I’ll let you into a secret: when I was a teenager I accepted a lift from a stranger. I was travelling alone to visit my big sis’, a trip I’d made several times before with my mum but I had my nose in a book instead of my eyes on the road and contrived to get off the bus one stop too soon. Disorientated and trying to figure out where I was, a car pulled over and the man driving wound down the window. He said I looked lost, asked where my sister lived, said he knew the road and told me to hop in. So I did.
The clunk of the passenger door closing brought me to my senses, too late, of course. I felt sick. I felt stupid. I wondered how long it would be before my sister rang my mum to say I hadn’t turned up. I tried not to think of how upset my mum would be. I prayed to God to keep me safe, or if not safe, insensible to pain.
The man turned right at a pub I seemed to recognise then indicated to turn into a road I knew was my sister’s. I asked him to pull over at the top; I didn’t want my sister to see me get out of the car. I had my hand on the door release before he’d properly stopped. The relief, the release, the rush of my feet on the pavement! I might have said thank you (to the man, to God) but I can’t remember.
I mention it because without that experience I would have wondered what on earth possessed seventeen year old Felicia, newly arrived from Ireland, to get into Mr Hilditch’s car.
Felicia is particularly vulnerable, having done a flit to England with her great-Grandmother’s money to try to track down the boy, Johnny Lysaght, by whom she’s pregnant. And Mr Hilditch, 54, is particularly practised at picking up young girls; there have been “others”: Beth, Elsie, Sharon, Gaye, Jakki, Bobbi.

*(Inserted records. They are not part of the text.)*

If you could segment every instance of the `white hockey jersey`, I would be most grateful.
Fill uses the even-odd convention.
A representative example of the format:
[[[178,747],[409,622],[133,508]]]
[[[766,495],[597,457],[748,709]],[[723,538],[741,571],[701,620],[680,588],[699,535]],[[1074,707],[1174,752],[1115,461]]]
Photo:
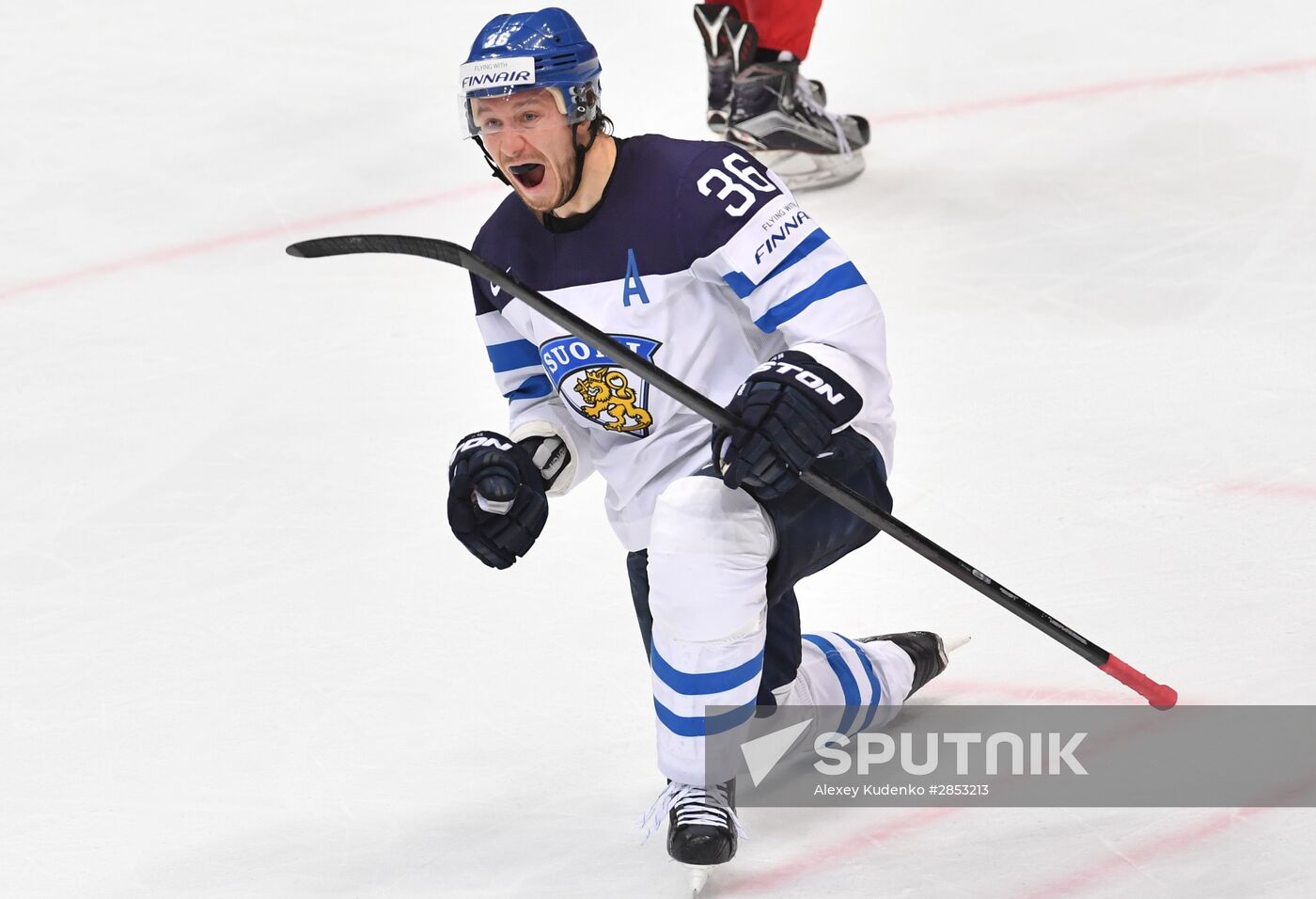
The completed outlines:
[[[878,299],[747,151],[653,134],[617,140],[594,209],[541,224],[513,193],[472,249],[722,404],[772,354],[808,353],[861,392],[851,426],[890,473],[895,421]],[[712,461],[711,425],[487,280],[471,283],[511,403],[509,436],[562,437],[572,463],[551,494],[597,470],[621,542],[645,548],[658,494]]]

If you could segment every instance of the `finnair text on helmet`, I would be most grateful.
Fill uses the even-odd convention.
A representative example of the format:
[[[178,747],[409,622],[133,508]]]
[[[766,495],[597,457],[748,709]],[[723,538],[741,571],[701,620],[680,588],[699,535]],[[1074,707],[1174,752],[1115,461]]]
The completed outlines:
[[[462,90],[470,91],[472,87],[496,87],[499,84],[529,84],[533,79],[529,72],[490,72],[487,75],[467,75],[462,79]]]
[[[857,734],[854,758],[842,746],[850,744],[845,734],[824,733],[813,741],[813,752],[822,759],[813,763],[813,770],[819,774],[846,774],[851,762],[857,774],[867,774],[873,766],[898,763],[905,774],[923,777],[937,771],[940,762],[940,748],[948,744],[955,748],[955,774],[970,773],[970,761],[975,771],[998,774],[1000,761],[1004,756],[1009,763],[1011,774],[1023,774],[1025,758],[1029,774],[1063,774],[1062,765],[1071,774],[1087,774],[1087,769],[1074,756],[1074,750],[1083,742],[1087,732],[1074,733],[1061,745],[1062,734],[1050,733],[926,733],[924,745],[917,749],[923,761],[915,761],[915,734],[901,733],[896,741],[890,733],[861,733]],[[1028,748],[1025,752],[1025,737]],[[974,756],[970,759],[970,756]]]
[[[803,213],[801,213],[803,215]],[[840,405],[845,401],[845,394],[837,392],[832,384],[822,380],[822,378],[807,369],[801,369],[797,365],[791,365],[790,362],[782,362],[779,359],[769,359],[761,365],[754,371],[776,371],[779,375],[795,375],[795,380],[800,382],[815,394],[825,399],[832,405]]]

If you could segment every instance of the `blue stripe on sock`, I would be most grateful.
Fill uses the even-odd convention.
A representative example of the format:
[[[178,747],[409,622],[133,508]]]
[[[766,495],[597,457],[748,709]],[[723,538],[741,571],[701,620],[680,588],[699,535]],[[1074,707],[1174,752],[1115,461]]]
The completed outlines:
[[[666,706],[654,698],[654,712],[658,715],[658,720],[662,721],[663,727],[675,733],[678,737],[711,737],[715,733],[722,733],[724,731],[730,731],[732,728],[740,727],[745,721],[750,720],[754,715],[754,706],[757,699],[751,699],[740,708],[733,708],[729,712],[722,712],[721,715],[704,716],[704,715],[676,715]]]
[[[863,652],[863,648],[845,634],[837,636],[850,644],[850,649],[859,657],[859,665],[863,666],[863,673],[869,675],[869,686],[873,687],[873,702],[869,704],[869,713],[863,717],[863,724],[859,725],[861,731],[867,731],[869,725],[873,724],[873,716],[878,713],[878,703],[882,702],[882,684],[878,682],[878,674],[873,670],[873,662],[869,659],[869,654]]]
[[[854,267],[853,262],[846,262],[819,278],[799,294],[787,297],[759,316],[754,324],[766,334],[784,325],[787,321],[804,312],[819,300],[840,294],[841,291],[866,284],[863,275]]]
[[[733,669],[728,669],[726,671],[688,674],[674,669],[667,659],[658,654],[658,648],[654,646],[653,652],[649,653],[649,663],[653,667],[654,674],[658,675],[658,679],[676,692],[684,694],[686,696],[707,696],[712,692],[734,690],[736,687],[746,684],[757,678],[763,670],[763,653],[759,650],[758,655],[750,661],[744,665],[737,665]]]
[[[849,734],[850,725],[854,724],[855,716],[859,713],[859,682],[854,679],[850,674],[850,666],[845,663],[845,657],[841,655],[841,650],[832,645],[830,640],[817,636],[816,633],[803,634],[804,640],[822,650],[822,655],[826,657],[826,663],[832,666],[832,673],[836,674],[836,679],[841,682],[841,695],[845,696],[845,713],[841,716],[841,733]]]
[[[532,365],[540,365],[540,349],[530,341],[508,341],[486,346],[484,351],[494,363],[494,371],[515,371]]]
[[[521,386],[511,394],[503,394],[509,400],[534,400],[553,392],[553,384],[547,375],[532,375],[521,382]]]

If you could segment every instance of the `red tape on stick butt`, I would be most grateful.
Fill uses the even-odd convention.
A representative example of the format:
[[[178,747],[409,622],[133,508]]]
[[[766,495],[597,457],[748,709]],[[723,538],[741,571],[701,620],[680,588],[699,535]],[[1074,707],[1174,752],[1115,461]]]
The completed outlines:
[[[1125,687],[1129,687],[1140,694],[1155,708],[1163,711],[1166,708],[1173,708],[1174,704],[1179,702],[1179,694],[1175,692],[1174,687],[1157,683],[1148,675],[1142,674],[1142,671],[1138,671],[1136,667],[1132,667],[1128,662],[1124,662],[1115,655],[1111,655],[1111,658],[1105,661],[1105,665],[1099,665],[1098,667],[1123,683]]]

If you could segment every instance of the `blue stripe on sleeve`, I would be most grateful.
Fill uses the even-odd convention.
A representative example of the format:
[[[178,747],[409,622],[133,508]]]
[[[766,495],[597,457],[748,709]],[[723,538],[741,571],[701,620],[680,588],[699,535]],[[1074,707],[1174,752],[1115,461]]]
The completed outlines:
[[[825,300],[833,294],[840,294],[841,291],[866,283],[867,282],[863,280],[863,275],[859,274],[859,270],[854,267],[853,262],[842,263],[819,278],[799,294],[774,305],[771,309],[759,316],[754,324],[758,325],[758,329],[763,333],[771,334],[774,330],[799,313],[804,312],[804,309],[819,300]]]
[[[867,731],[869,725],[873,724],[873,716],[878,713],[878,704],[882,702],[882,683],[878,681],[878,674],[873,670],[873,662],[869,659],[869,654],[863,652],[863,648],[845,634],[837,636],[850,644],[850,649],[859,657],[859,665],[863,666],[863,673],[869,675],[869,686],[873,687],[873,702],[869,703],[869,713],[863,716],[863,724],[859,725],[861,731]]]
[[[704,674],[687,674],[674,669],[667,659],[658,654],[658,649],[649,654],[649,663],[653,666],[658,679],[669,687],[686,696],[707,696],[712,692],[725,692],[749,683],[763,670],[763,653],[733,669],[725,671],[708,671]]]
[[[733,708],[729,712],[722,712],[721,715],[676,715],[657,699],[654,699],[654,712],[658,715],[658,720],[662,725],[675,733],[678,737],[711,737],[715,733],[722,733],[724,731],[730,731],[732,728],[740,727],[745,721],[754,716],[754,708],[758,703],[757,699],[751,699],[740,708]]]
[[[859,713],[859,682],[854,679],[850,674],[850,666],[845,663],[845,657],[841,655],[841,650],[832,645],[830,640],[820,637],[816,633],[803,634],[804,640],[822,650],[822,655],[826,657],[826,663],[832,666],[832,673],[836,679],[841,682],[841,695],[845,696],[845,713],[841,716],[841,733],[850,733],[850,725],[854,724],[855,716]]]
[[[521,382],[511,394],[503,394],[509,400],[536,400],[553,392],[547,375],[533,375]]]
[[[722,275],[722,280],[725,280],[726,284],[733,291],[736,291],[736,296],[744,300],[746,296],[754,292],[755,287],[761,287],[767,282],[772,280],[779,274],[782,274],[783,271],[794,266],[796,262],[807,257],[809,253],[826,244],[829,240],[832,238],[828,237],[828,233],[825,230],[822,230],[821,228],[815,229],[808,237],[800,241],[800,245],[794,250],[791,250],[790,255],[782,259],[778,263],[778,266],[772,269],[772,271],[767,272],[767,276],[763,280],[758,282],[758,284],[751,282],[742,271],[729,271],[725,275]]]
[[[540,349],[526,340],[494,344],[484,347],[494,363],[494,371],[515,371],[532,365],[540,365]]]

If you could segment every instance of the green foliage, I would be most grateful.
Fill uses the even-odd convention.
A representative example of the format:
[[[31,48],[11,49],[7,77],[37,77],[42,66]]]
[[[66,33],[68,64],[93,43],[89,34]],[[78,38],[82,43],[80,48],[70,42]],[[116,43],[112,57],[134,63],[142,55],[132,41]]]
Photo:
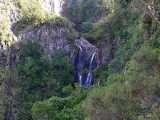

Felicia’s Journey, winner of the Whitbread (now Costa) Book of the Year in 1994 is little over 200 pages long: short enough to read in one sitting and subtle enough to make you want to. Mr Hilditch is neither your run of the mill sex pest nor your standard pantomime villain; in fact he’s chillingly ordinary, “a catering manager from a factory, well liked and without enemies.” Or, as Felicia thinks of it, his “soul” is “like any other soul” except it’s “lost”: “purity itself it surely once had been.” Felicia, too, is lost, to her family, to her purpose. Both reject Miss Calligary’s attempts to “gather” them into her Christian community.
There but for the grace of God go I, my mum was fond of saying. But for the grace of God (whatever God means) I could have been a Felicia…or, for that matter, a Hilditch – because as Felicia, wandering and alone, comes to understand “goodness is a greater mystery than…evil.”
This review has been a long time coming because I’ve been taking time to work out how I feel about this book. I’m still not sure I have. For its small size it certainly packs a big punch, touching on issues as diverse as teenage pregnancy, abortion, desertion, the Troubles in Ireland, murder, suicide, vagrancy, and incest.
If that makes it sound overly depressing, it isn’t. Unsettling, yes; thought provoking, yes; but hopeful too. After all Felicia is “content”; “grateful,” even. And at the last there’s the simple pleasure to be had from feeling the warmth of the sun. Perhaps that should always be satisfaction enough for anyone.